Para uma Ética do Conflito


O futebol é um jogo de confronto direto, pelo que um treinador, enquanto não tiver abatido o adversário, mantém-se receoso de ser abatido por ele. Ora, esta circunstância pode gerar uma escalada de violência, na medida em que toda a ação provoca uma reação. Qualquer esforço ofensivo de uma das equipas desencadeia um esforço defensivo da outra equipa que, para ser superado, exige um acréscimo do esforço ofensivo que será, novamente, contrariado por um acréscimo do esforço defensivo e assim sucessivamente. Em consequência deste jogo de parada e resposta, desenvolvido com uma intensidade crescente, pode-se gerar uma espiral de violência que tendencialmente se projeta para uma situação insustentável porque, se um treinador, no quadro dos interesses do futebol moderno, é naturalmente levado a pôr a equipa a jogar no limite da permissibilidade das regras a fim de superar o adversário, este, se não recorrer às mesmas atitudes, procedimentos e ações, pode acabar por ficar numa situação de desvantagem competitiva. Entra-se, assim, numa escalada de violência que, tendencialmente, evoluiu para o limite do “jogo absoluto” caso as entidades encarregues de o controlar não agirem em tempo útil.

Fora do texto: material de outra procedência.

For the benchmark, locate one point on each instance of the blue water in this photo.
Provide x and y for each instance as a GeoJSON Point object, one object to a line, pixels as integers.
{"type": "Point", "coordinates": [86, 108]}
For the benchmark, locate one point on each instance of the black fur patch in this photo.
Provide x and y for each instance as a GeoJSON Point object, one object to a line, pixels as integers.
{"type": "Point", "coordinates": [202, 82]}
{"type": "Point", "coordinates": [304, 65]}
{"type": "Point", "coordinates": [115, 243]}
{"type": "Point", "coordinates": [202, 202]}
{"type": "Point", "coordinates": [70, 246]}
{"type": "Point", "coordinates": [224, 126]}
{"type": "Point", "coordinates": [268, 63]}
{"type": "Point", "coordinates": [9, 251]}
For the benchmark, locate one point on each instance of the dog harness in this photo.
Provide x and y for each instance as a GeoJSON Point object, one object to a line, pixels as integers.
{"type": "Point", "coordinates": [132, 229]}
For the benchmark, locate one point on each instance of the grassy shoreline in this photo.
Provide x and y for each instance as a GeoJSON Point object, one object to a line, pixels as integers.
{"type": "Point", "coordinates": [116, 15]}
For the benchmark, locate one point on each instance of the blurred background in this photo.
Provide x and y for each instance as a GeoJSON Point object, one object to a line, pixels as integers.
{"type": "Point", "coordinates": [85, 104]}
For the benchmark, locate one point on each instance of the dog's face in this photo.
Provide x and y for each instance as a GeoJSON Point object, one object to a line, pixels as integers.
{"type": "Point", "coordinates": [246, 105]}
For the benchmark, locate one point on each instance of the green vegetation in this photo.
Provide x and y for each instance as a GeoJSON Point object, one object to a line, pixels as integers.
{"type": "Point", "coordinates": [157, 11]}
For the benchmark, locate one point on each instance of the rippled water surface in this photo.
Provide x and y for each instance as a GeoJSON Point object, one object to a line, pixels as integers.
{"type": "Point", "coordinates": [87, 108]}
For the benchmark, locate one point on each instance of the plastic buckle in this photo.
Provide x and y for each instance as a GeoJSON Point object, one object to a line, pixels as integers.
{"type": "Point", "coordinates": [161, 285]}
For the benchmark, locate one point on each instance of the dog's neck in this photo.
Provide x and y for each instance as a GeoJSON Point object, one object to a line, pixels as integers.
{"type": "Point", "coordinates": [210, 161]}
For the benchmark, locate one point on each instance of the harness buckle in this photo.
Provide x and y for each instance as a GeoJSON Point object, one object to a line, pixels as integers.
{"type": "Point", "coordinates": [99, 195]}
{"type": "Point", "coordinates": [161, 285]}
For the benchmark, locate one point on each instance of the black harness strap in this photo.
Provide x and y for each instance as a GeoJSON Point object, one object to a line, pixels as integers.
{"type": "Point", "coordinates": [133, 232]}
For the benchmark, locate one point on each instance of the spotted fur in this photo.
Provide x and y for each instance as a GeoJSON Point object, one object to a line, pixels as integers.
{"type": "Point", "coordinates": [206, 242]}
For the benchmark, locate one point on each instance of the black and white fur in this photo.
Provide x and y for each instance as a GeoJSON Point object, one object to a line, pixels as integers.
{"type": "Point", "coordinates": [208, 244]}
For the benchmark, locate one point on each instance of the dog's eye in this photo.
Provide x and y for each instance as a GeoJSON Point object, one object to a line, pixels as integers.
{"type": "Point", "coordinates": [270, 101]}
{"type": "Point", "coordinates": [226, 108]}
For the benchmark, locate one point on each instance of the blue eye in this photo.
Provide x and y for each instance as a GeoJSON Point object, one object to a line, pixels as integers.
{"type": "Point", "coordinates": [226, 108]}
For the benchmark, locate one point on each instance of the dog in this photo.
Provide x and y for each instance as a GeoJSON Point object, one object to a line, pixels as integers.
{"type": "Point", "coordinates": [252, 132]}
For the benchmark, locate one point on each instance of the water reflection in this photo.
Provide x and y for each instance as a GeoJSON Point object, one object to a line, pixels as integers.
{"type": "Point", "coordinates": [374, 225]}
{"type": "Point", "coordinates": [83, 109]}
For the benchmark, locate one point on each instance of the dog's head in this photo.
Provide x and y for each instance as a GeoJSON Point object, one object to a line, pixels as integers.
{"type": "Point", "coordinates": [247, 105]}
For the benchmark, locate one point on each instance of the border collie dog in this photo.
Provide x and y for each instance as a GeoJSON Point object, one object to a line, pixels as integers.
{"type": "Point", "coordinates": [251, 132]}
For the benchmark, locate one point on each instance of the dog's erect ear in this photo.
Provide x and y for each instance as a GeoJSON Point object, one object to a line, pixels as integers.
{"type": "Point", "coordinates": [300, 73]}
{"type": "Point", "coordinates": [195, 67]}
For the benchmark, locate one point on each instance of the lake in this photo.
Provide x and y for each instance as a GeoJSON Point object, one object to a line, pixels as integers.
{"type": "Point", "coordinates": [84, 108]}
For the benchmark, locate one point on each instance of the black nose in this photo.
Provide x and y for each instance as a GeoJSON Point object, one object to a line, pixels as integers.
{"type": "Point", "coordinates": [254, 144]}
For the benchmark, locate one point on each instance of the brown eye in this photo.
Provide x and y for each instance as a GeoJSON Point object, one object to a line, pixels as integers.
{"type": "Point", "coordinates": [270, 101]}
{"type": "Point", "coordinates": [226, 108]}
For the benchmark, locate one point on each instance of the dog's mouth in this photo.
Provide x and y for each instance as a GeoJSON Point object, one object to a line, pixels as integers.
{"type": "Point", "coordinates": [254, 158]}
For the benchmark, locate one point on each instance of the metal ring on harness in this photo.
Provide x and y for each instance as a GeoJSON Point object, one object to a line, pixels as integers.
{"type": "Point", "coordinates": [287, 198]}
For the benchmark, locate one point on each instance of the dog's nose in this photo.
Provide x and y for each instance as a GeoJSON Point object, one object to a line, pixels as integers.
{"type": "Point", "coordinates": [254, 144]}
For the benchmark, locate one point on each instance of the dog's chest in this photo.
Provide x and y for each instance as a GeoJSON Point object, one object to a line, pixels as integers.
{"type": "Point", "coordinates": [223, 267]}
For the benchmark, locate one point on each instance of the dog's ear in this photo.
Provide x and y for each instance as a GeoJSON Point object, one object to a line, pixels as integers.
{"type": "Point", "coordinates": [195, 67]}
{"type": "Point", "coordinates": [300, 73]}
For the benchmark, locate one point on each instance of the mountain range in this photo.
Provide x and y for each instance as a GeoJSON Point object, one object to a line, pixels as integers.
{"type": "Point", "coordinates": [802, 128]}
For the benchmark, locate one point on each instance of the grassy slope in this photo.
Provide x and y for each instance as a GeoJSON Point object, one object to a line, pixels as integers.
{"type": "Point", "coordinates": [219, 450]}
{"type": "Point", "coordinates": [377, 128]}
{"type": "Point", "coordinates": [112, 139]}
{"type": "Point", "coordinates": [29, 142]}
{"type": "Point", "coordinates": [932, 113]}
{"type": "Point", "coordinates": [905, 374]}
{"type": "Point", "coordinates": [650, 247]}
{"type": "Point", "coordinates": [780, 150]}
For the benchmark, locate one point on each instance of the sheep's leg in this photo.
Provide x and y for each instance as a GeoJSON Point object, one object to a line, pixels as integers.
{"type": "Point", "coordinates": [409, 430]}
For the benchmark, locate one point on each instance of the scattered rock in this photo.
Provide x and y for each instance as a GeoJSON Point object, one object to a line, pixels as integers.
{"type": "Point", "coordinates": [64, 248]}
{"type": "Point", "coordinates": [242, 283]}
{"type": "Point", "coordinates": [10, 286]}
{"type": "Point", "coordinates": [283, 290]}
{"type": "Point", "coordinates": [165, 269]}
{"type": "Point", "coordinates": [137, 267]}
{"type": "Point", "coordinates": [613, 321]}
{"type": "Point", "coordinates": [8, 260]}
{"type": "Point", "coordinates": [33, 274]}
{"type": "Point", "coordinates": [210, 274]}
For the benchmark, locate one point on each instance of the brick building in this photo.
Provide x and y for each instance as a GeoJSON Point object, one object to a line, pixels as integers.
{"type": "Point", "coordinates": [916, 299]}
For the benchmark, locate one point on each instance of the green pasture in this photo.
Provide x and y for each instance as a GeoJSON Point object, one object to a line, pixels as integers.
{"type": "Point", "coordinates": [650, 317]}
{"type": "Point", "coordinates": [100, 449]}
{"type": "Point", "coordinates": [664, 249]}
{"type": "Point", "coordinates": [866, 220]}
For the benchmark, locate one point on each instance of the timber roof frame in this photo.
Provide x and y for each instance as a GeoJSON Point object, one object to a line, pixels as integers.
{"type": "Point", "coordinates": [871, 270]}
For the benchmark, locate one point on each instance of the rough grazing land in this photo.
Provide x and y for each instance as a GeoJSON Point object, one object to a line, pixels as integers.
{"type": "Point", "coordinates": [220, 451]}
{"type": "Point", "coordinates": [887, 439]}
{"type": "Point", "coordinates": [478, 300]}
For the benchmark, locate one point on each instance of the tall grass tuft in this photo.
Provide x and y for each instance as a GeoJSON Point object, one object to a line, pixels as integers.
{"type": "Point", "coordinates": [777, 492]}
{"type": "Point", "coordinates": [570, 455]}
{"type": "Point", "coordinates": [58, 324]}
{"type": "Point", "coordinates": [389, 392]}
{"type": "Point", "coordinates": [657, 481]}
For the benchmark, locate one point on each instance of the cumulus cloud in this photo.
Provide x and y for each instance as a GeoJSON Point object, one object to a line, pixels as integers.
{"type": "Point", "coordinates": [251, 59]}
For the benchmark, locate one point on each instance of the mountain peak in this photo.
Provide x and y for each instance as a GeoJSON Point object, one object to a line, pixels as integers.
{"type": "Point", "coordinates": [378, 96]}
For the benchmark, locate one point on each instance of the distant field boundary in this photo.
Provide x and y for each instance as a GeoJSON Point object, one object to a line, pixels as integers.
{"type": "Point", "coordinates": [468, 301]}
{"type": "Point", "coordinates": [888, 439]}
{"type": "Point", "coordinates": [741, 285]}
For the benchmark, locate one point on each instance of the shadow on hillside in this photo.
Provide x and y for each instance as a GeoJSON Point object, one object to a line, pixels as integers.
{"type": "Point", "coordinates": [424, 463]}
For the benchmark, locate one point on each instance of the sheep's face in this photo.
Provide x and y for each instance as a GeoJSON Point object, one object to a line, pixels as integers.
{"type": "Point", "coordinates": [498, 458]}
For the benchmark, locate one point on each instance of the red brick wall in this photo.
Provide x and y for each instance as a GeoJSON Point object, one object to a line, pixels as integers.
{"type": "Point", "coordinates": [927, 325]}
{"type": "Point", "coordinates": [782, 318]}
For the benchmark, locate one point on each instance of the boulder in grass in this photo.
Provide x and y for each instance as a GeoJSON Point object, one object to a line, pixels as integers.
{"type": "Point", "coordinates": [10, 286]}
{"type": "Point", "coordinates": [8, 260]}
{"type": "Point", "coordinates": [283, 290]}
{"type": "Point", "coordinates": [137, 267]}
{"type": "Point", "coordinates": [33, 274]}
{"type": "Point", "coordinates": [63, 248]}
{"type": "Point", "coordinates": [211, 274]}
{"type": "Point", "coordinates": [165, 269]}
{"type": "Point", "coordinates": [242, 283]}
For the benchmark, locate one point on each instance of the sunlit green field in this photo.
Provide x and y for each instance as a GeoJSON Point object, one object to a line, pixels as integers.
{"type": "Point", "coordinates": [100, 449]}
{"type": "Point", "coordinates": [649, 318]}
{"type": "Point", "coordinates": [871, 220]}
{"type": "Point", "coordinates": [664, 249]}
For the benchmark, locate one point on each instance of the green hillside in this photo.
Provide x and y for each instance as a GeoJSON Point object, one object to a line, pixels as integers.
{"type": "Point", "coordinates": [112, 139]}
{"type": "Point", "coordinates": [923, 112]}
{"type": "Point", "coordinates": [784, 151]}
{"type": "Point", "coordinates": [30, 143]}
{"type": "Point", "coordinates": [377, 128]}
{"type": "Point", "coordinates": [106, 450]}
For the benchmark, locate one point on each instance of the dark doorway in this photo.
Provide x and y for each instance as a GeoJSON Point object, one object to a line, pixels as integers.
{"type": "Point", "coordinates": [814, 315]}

É perante esta realidade que o treinador tem de idealizar a grande estratégia para o campeonato bem como a estratégia operacional que há de pôr em ação, jogo a jogo, em função das circunstâncias de cada momento. Por isso, muitas vezes, as suas decisões são completamente incompreensíveis para um mero observador que se limita a acompanhar o campeonato ou a escrever para a imprensa desportiva.

O treinador decide em função de, pelo menos, cinco ideias estratégicas fundamentais:

 

1 - Espaço: Tendo em atenção o país, a região, as instituições, a cultura, o clube, os recursos, os apaniguados e, entre outros aspetos, a competência dos dirigentes, para além da equipa de jogadores e técnicos, o treinador tem de ser capaz de determinar o espaço que lhe resta a fim de organizar a vitória possível;

 

2 - Tempo: Se o jogo é um “continuum” de paradas e respostas, o que é facto é que, muitas vezes, se pode decidir num momento único. O campeonato tem de ser considerado como uma sucessão de pausas entre jogos. O treinador tem de saber fazer uma gestão parcimoniosa do tempo e dos recursos a fim de organizar a vitória antes, durante e depois do jogo;

 

3 - A assimetria entre o ataque e a defesa: Se só o ataque permite a vitória, contudo, a defesa é a forma mais favorável de ganhar o jogo. Enquanto a defesa escolhe os terrenos, os momentos e as condições de luta mais favoráveis, já o esforço ofensivo de quem ataca é possuidor de entropia que o leva ao esgotamento;

 

4 - A informação: A informação é o bem mais precioso do treinador. Permite-lhe medir a incerteza do ambiente desordenado que é o campeonato, de maneira a superar os constrangimentos do azar e do acaso de cada jogo.

 

O futebol é um jogo simples o que não significa que seja fácil. Assim sendo, o treinador na dialética do jogo, tem de dominar a dinâmica de violência que, uma vez fora de controlo, pode destruir o próprio jogo. Ele é o guardião do templo e, por isso, para além do “fair play”, o defensor de uma ética de conflitos que, acima de tudo, deve ser respeitada no mundo do futebol.